Over the past week, a number of Second Life customers may have noticed that they were not being billed promptly for their Premium membership subscriptions, mainland tier fees, and monthly private region fees, with some customers inadvertently receiving delinquent balance notices by email, as we described on our status blog.
This incident has now been corrected, and our nightly billing system has since processed all users that should have been billed over the past week.
I wanted to share with you some of the details of what happened to cause this outage from our internal post mortem and more importantly, what we’re doing to prevent this happening in the future.
Every night, one of our batch processes collects a list of users that should be billed on that day, and processes that list through one of our internal data service subsystems. Internally, we refer to this process as the 'Nightly Biller'.
A regularly scheduled deploy to that same data service subsystem for a new internal feature inadvertently contained a regression which prevented this Nightly Biller process from running to completion.
On February 1st, 2016, we began a rolling deploy of code to one of our internal dataservice subsystems. For this particular deploy, we opted to deploy the code to the backend machines over four days, deploying to six hosts each day. The deploy was completed on February 4th.
The first support issue regarding billing issues was raised on February 8th, however, as we only had one incident reported to our payments team, we decided to wait and see if they were billed correctly the next night.
However, we were notified on the morning of February 9th that 546 private regions had not been billed, and an internal investigation began with a team assembled from Second Life Engineering, Payments, QA and Network Operations teams. This team identified the regression by 9am, and had pushed the required code fixes to our build system. By noon, the proposed fix was pushed to our staging environment for testing.
Unfortunately, testing overnight uncovered a further problem with this new code that would have prevented new users from being able to join Second Life. On February 10th, investigation into this failure, and how it was connected with both the Nightly Biller system, and our new internal tool code continued.
By February 11th, we had made the decision to roll back to the previous code version that would have allowed the Nightly Biller to complete successfully, but would have disabled our new internal feature. One final review of the new code uncovered an issue with an outdated version of some Linden-specific web libraries. Once these libraries were updated and deployed to our staging environment, our QA team were able to successfully complete the tests for our Nightly Biller, our new internal tool, and the User Registration flow.

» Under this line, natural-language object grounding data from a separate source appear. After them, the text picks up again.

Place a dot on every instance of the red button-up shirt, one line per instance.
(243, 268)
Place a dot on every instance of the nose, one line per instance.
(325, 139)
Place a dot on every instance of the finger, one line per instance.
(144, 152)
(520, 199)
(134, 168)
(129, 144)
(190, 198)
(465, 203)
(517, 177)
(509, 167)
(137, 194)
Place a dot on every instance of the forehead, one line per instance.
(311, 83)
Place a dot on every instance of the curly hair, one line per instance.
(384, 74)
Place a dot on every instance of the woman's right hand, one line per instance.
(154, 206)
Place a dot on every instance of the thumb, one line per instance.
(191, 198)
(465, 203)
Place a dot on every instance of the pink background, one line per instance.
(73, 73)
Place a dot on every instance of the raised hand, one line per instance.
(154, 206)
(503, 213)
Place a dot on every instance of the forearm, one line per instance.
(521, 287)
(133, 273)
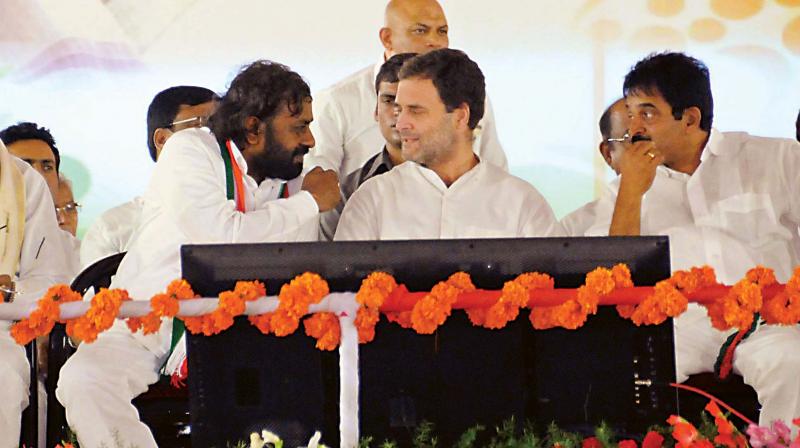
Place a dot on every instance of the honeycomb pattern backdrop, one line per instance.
(88, 68)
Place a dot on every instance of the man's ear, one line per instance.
(160, 137)
(253, 125)
(385, 34)
(692, 116)
(605, 151)
(461, 114)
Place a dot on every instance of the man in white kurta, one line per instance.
(36, 262)
(186, 202)
(729, 200)
(346, 132)
(613, 126)
(171, 110)
(445, 191)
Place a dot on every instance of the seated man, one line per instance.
(613, 129)
(239, 183)
(170, 111)
(391, 156)
(729, 200)
(447, 191)
(67, 215)
(31, 260)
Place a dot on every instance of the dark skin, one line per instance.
(676, 144)
(291, 131)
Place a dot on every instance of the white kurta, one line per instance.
(185, 202)
(740, 208)
(577, 222)
(42, 264)
(412, 202)
(110, 233)
(347, 134)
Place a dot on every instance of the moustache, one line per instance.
(301, 151)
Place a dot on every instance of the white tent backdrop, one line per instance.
(87, 69)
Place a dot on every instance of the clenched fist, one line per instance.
(324, 187)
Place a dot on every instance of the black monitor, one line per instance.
(457, 377)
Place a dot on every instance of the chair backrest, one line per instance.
(98, 274)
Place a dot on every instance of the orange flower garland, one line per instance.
(784, 308)
(737, 308)
(433, 309)
(44, 317)
(231, 304)
(669, 297)
(325, 328)
(100, 317)
(162, 305)
(573, 313)
(515, 295)
(371, 295)
(293, 302)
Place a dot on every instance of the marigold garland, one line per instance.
(325, 328)
(435, 307)
(784, 308)
(669, 297)
(515, 295)
(101, 315)
(44, 317)
(162, 305)
(231, 304)
(573, 313)
(293, 302)
(371, 296)
(737, 308)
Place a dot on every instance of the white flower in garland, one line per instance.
(266, 437)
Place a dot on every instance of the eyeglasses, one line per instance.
(194, 122)
(69, 207)
(624, 138)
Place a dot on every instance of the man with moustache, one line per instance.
(614, 131)
(390, 156)
(347, 135)
(444, 190)
(31, 260)
(239, 183)
(171, 110)
(729, 200)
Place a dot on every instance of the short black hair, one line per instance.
(166, 105)
(457, 78)
(26, 130)
(390, 70)
(605, 120)
(257, 91)
(682, 81)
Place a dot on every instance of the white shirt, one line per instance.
(110, 233)
(186, 203)
(577, 222)
(740, 208)
(412, 202)
(347, 134)
(42, 262)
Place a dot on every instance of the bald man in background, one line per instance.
(344, 126)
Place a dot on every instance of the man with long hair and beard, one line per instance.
(239, 183)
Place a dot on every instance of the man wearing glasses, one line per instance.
(171, 110)
(614, 130)
(725, 199)
(31, 260)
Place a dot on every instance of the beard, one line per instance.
(278, 161)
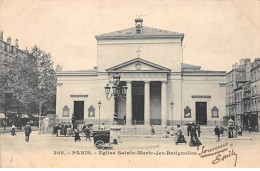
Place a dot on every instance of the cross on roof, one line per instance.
(138, 53)
(140, 15)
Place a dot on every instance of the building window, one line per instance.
(66, 111)
(187, 112)
(91, 111)
(214, 112)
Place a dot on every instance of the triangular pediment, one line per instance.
(138, 65)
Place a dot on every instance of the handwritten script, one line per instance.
(220, 152)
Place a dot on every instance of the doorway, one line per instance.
(201, 113)
(79, 111)
(138, 102)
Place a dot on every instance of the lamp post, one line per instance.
(118, 91)
(172, 104)
(99, 105)
(40, 106)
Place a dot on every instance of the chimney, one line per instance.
(248, 69)
(236, 65)
(1, 35)
(16, 43)
(9, 40)
(242, 62)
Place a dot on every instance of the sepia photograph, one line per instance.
(129, 84)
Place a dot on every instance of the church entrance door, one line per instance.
(138, 102)
(201, 113)
(79, 111)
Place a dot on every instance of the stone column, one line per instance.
(129, 103)
(147, 103)
(164, 103)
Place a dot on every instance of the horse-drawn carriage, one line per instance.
(102, 137)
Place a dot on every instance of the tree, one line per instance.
(46, 90)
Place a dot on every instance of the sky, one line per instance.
(218, 33)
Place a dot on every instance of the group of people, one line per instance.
(68, 129)
(62, 129)
(193, 131)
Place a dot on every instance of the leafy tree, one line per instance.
(46, 90)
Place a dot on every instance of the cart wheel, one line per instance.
(100, 144)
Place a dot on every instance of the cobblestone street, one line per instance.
(64, 152)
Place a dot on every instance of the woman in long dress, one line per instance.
(13, 130)
(194, 140)
(179, 138)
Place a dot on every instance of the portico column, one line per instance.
(129, 103)
(147, 102)
(164, 103)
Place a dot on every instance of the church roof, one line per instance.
(123, 66)
(189, 66)
(189, 69)
(91, 72)
(147, 32)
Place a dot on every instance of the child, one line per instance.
(77, 137)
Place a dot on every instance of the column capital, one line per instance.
(59, 84)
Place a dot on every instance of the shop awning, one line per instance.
(25, 116)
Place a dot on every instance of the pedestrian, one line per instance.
(179, 138)
(77, 137)
(28, 131)
(189, 128)
(217, 133)
(152, 130)
(166, 132)
(194, 140)
(198, 128)
(240, 130)
(13, 130)
(230, 131)
(102, 127)
(221, 131)
(86, 131)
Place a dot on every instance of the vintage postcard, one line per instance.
(129, 84)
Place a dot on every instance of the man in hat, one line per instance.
(189, 128)
(28, 131)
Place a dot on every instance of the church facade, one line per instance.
(161, 89)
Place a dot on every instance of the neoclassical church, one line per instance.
(156, 87)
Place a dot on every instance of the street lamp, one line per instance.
(99, 105)
(172, 104)
(40, 107)
(118, 91)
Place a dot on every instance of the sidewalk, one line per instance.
(8, 129)
(247, 137)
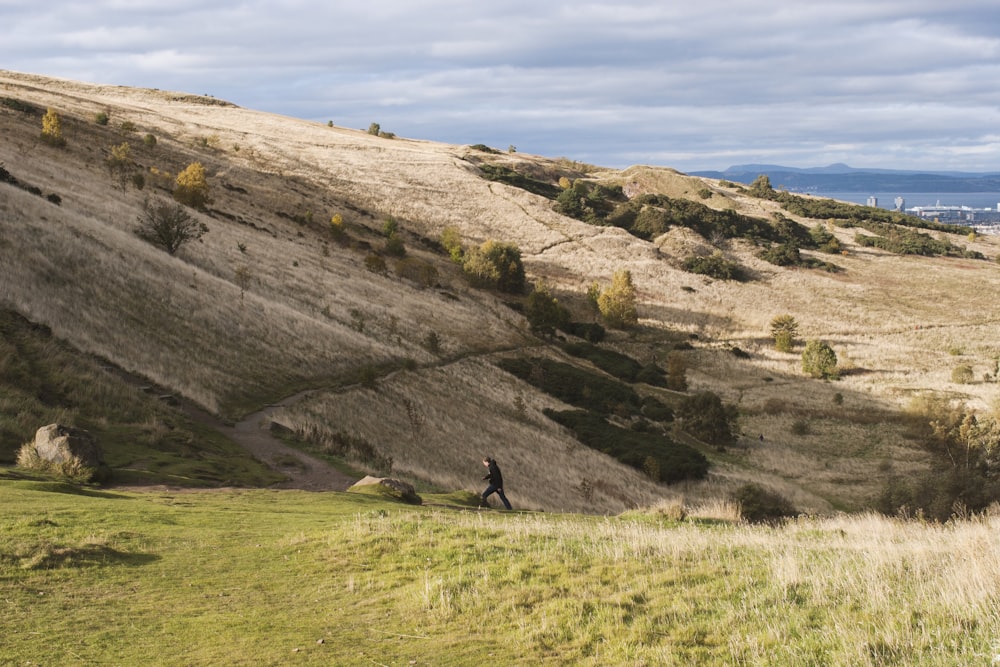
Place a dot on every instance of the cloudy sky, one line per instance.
(909, 84)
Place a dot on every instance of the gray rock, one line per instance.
(398, 488)
(57, 444)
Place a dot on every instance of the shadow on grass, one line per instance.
(51, 557)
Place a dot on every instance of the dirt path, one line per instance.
(253, 433)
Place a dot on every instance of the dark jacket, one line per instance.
(496, 479)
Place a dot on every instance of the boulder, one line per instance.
(393, 487)
(56, 443)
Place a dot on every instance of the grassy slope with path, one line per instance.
(264, 577)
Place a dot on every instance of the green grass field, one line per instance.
(260, 577)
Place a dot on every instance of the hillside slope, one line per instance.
(269, 302)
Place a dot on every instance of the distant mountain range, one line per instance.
(842, 178)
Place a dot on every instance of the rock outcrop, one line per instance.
(393, 487)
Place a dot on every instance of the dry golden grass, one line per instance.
(312, 316)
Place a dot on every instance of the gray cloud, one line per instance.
(890, 83)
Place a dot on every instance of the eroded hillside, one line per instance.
(270, 301)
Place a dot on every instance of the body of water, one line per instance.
(887, 200)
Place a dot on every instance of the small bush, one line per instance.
(168, 225)
(71, 470)
(962, 374)
(707, 418)
(52, 129)
(376, 264)
(714, 266)
(760, 505)
(191, 186)
(820, 361)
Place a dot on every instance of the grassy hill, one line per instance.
(263, 577)
(271, 302)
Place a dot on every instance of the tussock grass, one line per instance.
(347, 579)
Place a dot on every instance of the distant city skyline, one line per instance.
(693, 86)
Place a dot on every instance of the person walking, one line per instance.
(496, 483)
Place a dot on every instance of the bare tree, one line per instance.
(168, 225)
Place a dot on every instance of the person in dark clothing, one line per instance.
(496, 483)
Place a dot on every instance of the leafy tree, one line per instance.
(784, 330)
(496, 265)
(191, 186)
(168, 225)
(820, 361)
(394, 246)
(618, 303)
(337, 227)
(544, 312)
(761, 187)
(707, 418)
(962, 374)
(761, 505)
(451, 239)
(824, 239)
(714, 265)
(594, 296)
(121, 165)
(52, 129)
(676, 371)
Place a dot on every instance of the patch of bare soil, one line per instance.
(303, 471)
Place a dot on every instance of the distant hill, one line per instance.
(390, 357)
(842, 178)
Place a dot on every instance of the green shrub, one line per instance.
(544, 312)
(962, 374)
(52, 129)
(715, 266)
(495, 265)
(820, 361)
(376, 263)
(656, 455)
(191, 186)
(760, 505)
(784, 330)
(168, 225)
(614, 363)
(706, 417)
(618, 302)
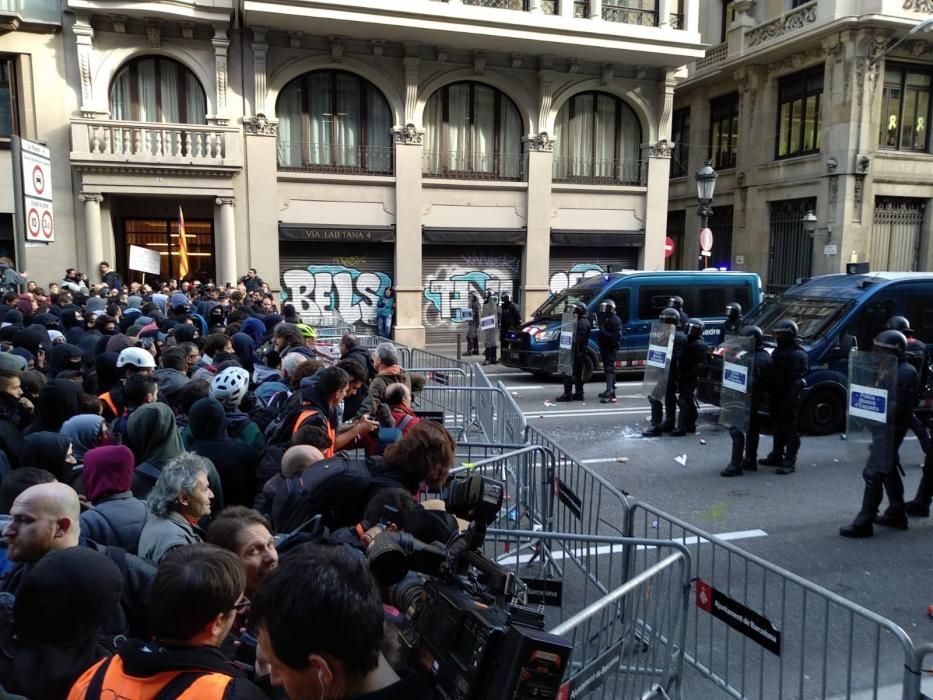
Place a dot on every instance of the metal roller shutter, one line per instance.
(451, 271)
(570, 265)
(346, 277)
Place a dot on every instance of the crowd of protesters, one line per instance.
(188, 486)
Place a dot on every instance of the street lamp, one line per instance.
(706, 186)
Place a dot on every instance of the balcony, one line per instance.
(334, 159)
(467, 165)
(109, 144)
(588, 171)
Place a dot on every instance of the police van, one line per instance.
(639, 298)
(834, 314)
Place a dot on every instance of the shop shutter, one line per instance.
(450, 272)
(344, 277)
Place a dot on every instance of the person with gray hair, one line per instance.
(179, 499)
(385, 360)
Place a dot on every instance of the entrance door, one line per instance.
(791, 249)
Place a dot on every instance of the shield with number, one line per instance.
(568, 324)
(735, 396)
(658, 361)
(869, 414)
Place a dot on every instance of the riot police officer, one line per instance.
(748, 442)
(789, 367)
(733, 323)
(882, 471)
(692, 362)
(663, 415)
(581, 338)
(677, 302)
(610, 330)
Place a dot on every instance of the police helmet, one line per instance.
(670, 315)
(891, 341)
(753, 332)
(694, 327)
(900, 323)
(785, 327)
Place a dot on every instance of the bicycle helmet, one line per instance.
(230, 386)
(135, 357)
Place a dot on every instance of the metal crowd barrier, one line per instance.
(626, 632)
(760, 631)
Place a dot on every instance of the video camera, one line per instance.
(467, 621)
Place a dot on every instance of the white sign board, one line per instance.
(145, 260)
(37, 192)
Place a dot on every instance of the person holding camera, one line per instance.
(322, 636)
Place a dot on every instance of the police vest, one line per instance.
(107, 679)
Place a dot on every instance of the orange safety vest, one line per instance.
(107, 679)
(331, 433)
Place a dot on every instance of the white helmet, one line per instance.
(135, 357)
(230, 386)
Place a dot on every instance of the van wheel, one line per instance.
(823, 413)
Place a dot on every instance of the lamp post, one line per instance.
(706, 186)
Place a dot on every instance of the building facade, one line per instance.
(341, 148)
(814, 106)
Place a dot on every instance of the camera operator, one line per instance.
(321, 636)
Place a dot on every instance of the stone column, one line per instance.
(94, 241)
(225, 242)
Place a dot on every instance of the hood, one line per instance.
(67, 596)
(84, 432)
(152, 435)
(107, 470)
(207, 420)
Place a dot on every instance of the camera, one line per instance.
(466, 619)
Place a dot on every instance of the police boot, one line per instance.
(894, 515)
(862, 525)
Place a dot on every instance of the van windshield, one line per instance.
(554, 307)
(813, 316)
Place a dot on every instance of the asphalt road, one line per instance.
(791, 521)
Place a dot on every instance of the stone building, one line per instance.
(344, 147)
(814, 106)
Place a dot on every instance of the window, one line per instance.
(724, 130)
(799, 100)
(598, 140)
(8, 112)
(157, 90)
(473, 131)
(680, 135)
(334, 121)
(905, 109)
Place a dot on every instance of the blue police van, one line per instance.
(835, 313)
(639, 298)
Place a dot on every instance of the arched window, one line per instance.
(155, 89)
(598, 140)
(472, 131)
(334, 121)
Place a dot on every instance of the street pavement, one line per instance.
(791, 520)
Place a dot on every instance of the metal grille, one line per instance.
(790, 248)
(895, 234)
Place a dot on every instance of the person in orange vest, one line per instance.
(195, 598)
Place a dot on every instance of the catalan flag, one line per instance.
(182, 246)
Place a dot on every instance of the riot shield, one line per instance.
(735, 396)
(869, 415)
(568, 325)
(658, 362)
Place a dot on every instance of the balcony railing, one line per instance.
(630, 15)
(587, 171)
(125, 142)
(335, 159)
(467, 165)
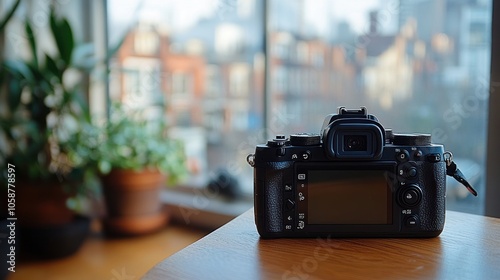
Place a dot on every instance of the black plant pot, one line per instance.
(58, 241)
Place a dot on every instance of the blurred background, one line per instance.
(200, 67)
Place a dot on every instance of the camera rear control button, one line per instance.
(403, 155)
(411, 172)
(418, 154)
(434, 158)
(300, 225)
(411, 196)
(411, 221)
(306, 155)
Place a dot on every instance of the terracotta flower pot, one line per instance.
(133, 203)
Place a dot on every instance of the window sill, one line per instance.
(198, 208)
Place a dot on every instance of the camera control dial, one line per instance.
(305, 139)
(411, 196)
(278, 141)
(412, 139)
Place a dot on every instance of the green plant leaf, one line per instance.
(19, 70)
(9, 15)
(14, 94)
(32, 42)
(51, 66)
(63, 35)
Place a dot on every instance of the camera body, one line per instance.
(355, 179)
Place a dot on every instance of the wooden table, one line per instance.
(468, 248)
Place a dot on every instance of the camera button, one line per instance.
(306, 155)
(403, 155)
(434, 158)
(411, 221)
(411, 196)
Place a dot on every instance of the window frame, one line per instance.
(492, 194)
(492, 187)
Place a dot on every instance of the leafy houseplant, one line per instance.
(134, 156)
(44, 109)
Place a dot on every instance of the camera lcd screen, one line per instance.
(359, 197)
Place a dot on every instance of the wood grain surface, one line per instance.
(468, 248)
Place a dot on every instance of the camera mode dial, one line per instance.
(412, 139)
(278, 141)
(411, 196)
(305, 139)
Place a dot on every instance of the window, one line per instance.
(203, 59)
(414, 74)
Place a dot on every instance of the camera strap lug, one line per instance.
(251, 159)
(453, 171)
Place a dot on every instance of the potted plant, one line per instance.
(44, 109)
(136, 157)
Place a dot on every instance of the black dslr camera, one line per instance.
(356, 179)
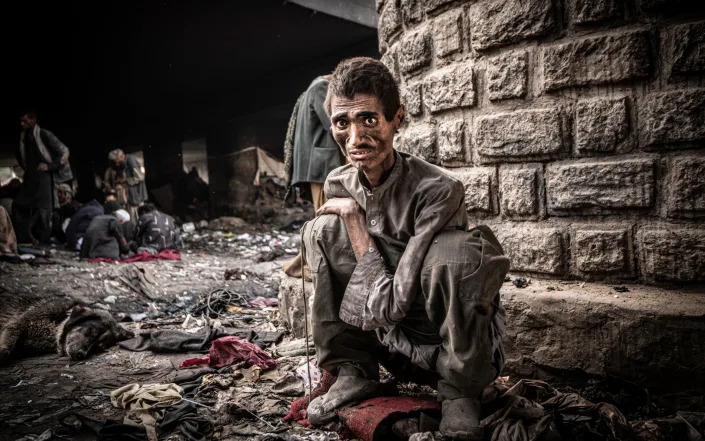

The new code was pushed out to our production dataservice subsystem by 7pm on February 11th, and the Payments team were able to confirm that the Nightly Biller ran successfully later that evening.
As a result of this incident, we’re making some internal process changes:
- Firstly, we’ll be changing our build system to ensure that when new code is built, we’re always using the latest version of our internal libraries.
- Secondly, we are implementing changes to our workflow around code deploys to ensure that such regressions do not occur in the future
We're always striving for low risk software deploys at the Lab, and each code deploy request made is evaluated for a potential risk level. Further reducing our risk is internal documentation that describes the release process. Unfortunately, a key step was missed in the process, which inadvertently led to a high risk situation, and the failure of our nightly biller. The above changes are already in progress which will reduce the likelihood of incidents such as this recurring.